Preventive care isn’t like that.  The expenses are not usually huge, nor are they unpredictable.  These should be budgetable expenses, like scheduled maintenance for one’s car.  Yes, there are lower income people for whom even these expenses are unaffordable and who do need financial assistance in paying for them, but removing the apparent financial obligation from everyone as a way to solve that problem is not only overkill but expensive overkill.  Health insurance is not a good vehicle for income redistribution; it is a mechanism to redistribute money to people using services from people not using services.

I also have to wonder: if preventive visits are so important, why aren’t we including dental check-ups or eye exams?  Certainly the same arguments used to justify medical preventive visits should apply here too, especially given the increasingly accepted linkage between oral and overall health.   I say that with a wary eye to the slippery slope we’re already on; whatever preventive services will be covered initially, one has to strongly suspect that it will only be the beginning.  There is not much political will to take away a benefit once given, so services are likely to only be added to the list, not removed if/when new data comes out to challenge the efficacy of the service.  If you don’t agree, just ask Jerry Brown about the wisdom of questioning the efficacy of mammograms…

The oft-used argument is that preventive visits will pay off in the long run, although – as the studies cited above indicate – that is not always the case.  The argument posits that making it “free” now will incent people to obtain the care.  The hidden premise to this argument is that people don’t view preventive care as being of value unless it is free.  I.e., they are not smart enough to take care of themselves and won’t take the right actions for their best long-term health.  Well, in a country with 33% obesity rates and 20% smoking rates, that does appear to be a valid argument – but I’m skeptical that those people are going to be motivated to act in that interest simply by removing cost-sharing for their annual exam either.  
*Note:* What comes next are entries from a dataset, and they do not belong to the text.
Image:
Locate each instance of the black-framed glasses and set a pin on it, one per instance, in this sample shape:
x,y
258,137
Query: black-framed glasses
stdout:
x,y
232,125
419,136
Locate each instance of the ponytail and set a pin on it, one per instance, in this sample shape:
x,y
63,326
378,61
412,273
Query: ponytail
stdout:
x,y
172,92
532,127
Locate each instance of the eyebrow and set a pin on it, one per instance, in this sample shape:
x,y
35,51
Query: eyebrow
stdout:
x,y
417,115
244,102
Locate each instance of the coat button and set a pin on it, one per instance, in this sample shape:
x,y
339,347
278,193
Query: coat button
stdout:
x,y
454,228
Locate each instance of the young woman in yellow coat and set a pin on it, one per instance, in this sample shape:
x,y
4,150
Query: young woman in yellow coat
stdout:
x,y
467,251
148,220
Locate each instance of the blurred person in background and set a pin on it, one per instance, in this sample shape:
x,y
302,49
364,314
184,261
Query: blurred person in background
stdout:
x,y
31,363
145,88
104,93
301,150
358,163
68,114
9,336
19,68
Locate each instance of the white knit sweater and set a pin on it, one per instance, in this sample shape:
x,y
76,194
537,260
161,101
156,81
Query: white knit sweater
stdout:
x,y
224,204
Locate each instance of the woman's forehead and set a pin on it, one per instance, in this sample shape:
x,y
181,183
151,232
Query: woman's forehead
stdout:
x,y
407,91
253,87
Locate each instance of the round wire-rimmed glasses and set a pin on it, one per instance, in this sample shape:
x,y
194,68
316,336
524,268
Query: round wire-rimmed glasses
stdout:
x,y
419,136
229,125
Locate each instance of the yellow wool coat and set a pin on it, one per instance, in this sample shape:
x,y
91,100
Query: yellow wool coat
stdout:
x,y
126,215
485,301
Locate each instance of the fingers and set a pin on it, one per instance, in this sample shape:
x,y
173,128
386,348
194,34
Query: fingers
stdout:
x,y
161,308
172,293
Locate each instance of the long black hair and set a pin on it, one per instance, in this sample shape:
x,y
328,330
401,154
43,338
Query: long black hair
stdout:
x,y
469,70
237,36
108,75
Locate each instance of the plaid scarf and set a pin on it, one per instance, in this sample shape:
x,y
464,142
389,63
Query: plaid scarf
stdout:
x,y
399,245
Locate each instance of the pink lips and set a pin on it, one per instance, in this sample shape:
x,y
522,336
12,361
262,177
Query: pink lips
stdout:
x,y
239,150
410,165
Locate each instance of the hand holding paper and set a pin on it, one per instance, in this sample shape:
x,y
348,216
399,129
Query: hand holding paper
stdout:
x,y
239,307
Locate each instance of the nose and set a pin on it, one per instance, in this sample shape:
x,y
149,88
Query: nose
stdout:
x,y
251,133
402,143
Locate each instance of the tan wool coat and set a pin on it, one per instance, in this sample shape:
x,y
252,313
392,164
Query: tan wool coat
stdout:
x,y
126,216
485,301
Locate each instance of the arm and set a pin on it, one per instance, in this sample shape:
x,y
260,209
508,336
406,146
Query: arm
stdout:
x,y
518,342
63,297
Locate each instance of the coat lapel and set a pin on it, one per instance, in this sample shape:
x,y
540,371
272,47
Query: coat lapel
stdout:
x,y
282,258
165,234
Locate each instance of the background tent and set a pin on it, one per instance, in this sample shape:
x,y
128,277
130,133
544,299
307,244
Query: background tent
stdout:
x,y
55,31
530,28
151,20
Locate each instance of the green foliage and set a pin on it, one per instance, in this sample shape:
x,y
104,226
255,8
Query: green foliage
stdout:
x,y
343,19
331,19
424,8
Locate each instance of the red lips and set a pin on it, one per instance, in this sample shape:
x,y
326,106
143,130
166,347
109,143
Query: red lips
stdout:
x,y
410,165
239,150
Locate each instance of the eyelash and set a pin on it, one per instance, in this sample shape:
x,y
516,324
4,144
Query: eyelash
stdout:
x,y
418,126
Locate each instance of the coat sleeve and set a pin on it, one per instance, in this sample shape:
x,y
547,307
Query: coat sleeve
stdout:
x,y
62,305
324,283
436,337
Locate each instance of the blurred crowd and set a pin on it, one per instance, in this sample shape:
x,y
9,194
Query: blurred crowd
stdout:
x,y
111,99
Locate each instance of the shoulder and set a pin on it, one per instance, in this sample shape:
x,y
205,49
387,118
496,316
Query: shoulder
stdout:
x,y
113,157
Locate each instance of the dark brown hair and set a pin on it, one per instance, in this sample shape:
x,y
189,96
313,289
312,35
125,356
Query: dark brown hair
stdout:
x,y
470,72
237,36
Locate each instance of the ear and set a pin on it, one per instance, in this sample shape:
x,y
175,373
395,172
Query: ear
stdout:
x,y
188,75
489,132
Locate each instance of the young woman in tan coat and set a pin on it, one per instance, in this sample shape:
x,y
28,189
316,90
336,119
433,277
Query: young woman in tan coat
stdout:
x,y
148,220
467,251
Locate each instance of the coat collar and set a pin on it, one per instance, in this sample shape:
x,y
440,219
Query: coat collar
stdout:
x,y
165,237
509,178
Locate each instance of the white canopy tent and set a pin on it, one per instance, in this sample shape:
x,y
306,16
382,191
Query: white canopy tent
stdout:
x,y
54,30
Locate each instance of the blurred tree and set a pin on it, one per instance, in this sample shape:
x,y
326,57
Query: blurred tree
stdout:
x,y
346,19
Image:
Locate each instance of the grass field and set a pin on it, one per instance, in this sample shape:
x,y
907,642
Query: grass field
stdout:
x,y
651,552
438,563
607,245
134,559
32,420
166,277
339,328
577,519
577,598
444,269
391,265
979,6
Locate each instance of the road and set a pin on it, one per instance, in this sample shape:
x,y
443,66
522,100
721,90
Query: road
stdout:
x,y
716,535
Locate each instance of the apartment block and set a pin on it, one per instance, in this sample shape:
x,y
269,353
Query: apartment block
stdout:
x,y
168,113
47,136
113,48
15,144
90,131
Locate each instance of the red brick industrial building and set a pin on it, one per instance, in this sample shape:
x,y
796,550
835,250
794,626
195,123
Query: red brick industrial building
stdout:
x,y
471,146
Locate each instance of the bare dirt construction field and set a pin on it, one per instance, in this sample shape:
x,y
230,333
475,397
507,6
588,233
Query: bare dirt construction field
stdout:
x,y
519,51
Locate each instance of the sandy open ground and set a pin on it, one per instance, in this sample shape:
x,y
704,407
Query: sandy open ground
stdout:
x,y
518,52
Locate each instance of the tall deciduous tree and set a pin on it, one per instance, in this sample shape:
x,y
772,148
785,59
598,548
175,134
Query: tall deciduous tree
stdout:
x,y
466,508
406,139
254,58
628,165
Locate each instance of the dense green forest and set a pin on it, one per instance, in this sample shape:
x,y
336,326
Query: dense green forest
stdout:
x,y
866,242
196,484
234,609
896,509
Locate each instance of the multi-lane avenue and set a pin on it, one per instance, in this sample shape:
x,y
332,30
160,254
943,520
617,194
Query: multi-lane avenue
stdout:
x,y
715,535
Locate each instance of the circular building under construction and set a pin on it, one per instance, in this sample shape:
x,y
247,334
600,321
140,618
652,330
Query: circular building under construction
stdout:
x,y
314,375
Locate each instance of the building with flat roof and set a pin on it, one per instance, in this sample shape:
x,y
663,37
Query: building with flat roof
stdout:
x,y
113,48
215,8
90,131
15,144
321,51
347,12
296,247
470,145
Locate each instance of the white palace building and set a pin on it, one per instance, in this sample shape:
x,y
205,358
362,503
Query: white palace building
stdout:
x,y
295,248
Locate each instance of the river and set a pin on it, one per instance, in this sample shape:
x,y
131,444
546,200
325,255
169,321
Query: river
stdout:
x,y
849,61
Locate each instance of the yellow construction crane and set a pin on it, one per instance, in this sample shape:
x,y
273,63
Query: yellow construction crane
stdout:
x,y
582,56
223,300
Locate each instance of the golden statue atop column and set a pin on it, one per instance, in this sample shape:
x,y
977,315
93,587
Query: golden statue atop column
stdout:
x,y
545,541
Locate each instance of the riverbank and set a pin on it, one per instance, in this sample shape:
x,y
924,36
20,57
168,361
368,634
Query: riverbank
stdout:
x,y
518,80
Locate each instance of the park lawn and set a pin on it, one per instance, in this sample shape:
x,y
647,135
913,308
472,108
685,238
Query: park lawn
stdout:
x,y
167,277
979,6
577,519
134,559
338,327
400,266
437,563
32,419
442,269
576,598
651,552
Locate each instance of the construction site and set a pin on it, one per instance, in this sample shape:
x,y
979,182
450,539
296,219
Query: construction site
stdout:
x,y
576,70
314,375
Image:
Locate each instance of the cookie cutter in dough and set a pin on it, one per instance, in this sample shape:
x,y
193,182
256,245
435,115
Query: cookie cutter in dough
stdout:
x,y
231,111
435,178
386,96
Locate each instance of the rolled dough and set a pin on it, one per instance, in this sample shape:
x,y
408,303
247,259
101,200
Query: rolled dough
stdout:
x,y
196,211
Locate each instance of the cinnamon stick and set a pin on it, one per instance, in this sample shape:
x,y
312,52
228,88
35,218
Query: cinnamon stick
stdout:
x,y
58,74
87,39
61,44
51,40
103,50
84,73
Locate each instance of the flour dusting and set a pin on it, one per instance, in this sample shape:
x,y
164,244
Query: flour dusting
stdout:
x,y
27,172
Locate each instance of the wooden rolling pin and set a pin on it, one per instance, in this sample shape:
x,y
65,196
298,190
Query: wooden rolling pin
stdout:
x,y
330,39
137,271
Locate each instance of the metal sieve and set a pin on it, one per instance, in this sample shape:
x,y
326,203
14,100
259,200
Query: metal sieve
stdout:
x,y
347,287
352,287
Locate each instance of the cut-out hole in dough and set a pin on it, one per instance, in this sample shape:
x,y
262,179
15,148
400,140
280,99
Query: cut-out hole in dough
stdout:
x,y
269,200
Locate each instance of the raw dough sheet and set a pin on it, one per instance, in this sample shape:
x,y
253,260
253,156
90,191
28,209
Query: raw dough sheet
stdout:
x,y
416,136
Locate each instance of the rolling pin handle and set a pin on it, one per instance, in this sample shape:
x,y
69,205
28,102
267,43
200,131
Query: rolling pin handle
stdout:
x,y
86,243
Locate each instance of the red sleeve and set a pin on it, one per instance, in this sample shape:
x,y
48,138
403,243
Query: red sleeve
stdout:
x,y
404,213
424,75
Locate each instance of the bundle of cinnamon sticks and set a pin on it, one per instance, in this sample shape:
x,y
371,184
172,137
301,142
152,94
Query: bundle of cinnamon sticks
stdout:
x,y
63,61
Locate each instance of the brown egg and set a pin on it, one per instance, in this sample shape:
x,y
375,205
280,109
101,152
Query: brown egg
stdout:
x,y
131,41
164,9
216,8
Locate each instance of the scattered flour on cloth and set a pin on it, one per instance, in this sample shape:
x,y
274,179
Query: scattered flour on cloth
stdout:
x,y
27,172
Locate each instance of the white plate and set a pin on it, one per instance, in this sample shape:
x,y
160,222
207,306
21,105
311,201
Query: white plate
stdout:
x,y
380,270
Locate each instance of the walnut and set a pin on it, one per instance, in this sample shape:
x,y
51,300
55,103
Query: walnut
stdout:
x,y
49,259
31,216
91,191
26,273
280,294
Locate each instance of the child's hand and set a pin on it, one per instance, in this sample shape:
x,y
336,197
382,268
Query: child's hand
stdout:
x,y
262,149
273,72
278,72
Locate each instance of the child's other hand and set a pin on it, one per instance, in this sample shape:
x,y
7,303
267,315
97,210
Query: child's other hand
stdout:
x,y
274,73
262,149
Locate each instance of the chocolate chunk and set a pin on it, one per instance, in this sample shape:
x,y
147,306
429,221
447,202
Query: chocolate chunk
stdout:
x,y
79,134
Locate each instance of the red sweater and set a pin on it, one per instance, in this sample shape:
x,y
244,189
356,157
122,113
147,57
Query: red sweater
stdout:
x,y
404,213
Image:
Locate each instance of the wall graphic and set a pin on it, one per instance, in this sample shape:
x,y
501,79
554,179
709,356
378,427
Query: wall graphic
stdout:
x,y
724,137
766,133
I hate to sound like a Grinch by not supporting “free” preventive visits, but they’re not truly free.  To me, the core issue is how to make people care about taking care of themselves, with part of that including getting appropriate care.  Call me a cynic, call me uninformed, but giving away “free” preventive care seems more like just bread and circuses for the masses compared to the underlying problem of motivating people to be responsible for their health and well-being.